As long as we remain anthropocentric, we harm other animals.

I remember when I first encountered anthropocentrism. I was in primary school and, in preparation for our confirmation, the class was learning about the afterlife. Even after ten minutes, heaven was sounding pretty dull but in spite of the sheer tedium of an eternity spent floating about a vast, milky limbo adoring the deity, my seven-year-old mind did not entirely rebel until (in response to a question about dogs in the great beyond) the catechism teacher informed us that there were no animals in heaven, because animals did not have eternal souls and so could not be redeemed. Only humans could be redeemed and God had created the world for that very purpose: to give us the opportunity to achieve salvation.

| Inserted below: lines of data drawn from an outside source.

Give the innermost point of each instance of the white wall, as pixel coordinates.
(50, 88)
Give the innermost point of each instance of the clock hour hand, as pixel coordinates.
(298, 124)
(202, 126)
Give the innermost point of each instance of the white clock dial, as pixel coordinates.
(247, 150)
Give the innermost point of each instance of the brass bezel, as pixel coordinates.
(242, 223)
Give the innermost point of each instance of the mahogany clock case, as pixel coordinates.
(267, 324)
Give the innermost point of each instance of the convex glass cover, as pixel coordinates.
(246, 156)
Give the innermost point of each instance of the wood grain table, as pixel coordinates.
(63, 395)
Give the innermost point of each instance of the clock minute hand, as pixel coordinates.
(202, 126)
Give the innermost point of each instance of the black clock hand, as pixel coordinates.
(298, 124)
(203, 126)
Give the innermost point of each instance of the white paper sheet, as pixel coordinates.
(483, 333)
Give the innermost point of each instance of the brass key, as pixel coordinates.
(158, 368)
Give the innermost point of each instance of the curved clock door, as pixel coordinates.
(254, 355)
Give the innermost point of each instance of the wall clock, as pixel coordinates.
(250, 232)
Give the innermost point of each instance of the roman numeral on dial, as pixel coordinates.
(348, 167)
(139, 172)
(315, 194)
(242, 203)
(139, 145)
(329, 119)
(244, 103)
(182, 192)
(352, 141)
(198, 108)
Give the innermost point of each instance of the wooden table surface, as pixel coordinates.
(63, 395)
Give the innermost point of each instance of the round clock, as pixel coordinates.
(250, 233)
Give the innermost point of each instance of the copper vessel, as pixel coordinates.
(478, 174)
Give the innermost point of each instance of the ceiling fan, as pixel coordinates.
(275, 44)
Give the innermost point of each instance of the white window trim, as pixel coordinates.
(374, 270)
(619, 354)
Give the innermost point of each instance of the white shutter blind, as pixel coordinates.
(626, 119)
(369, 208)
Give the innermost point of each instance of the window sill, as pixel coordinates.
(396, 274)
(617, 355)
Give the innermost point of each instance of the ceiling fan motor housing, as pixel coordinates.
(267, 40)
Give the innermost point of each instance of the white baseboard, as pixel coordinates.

I had heard such language before; but now, for the life of me, I could not understand why God, (whom I had previously rather admired) would take the trouble to create all the beauty I saw around me – pine woods, fallow deer, black-backed gulls –when all He cared about was us. Why had He expended such ingenuity on flamingos, when they were irrelevant to the overall narrative? What was the point of the armadillo? All of a sudden, black revolt began to simmer in my heart – and in those days I was one of the good children, a boy who had stood patiently, my hands folded neatly behind my back, while a gaggle of Catholic matrons gathered to wonder aloud whether I might have been blessed with “a vocation”.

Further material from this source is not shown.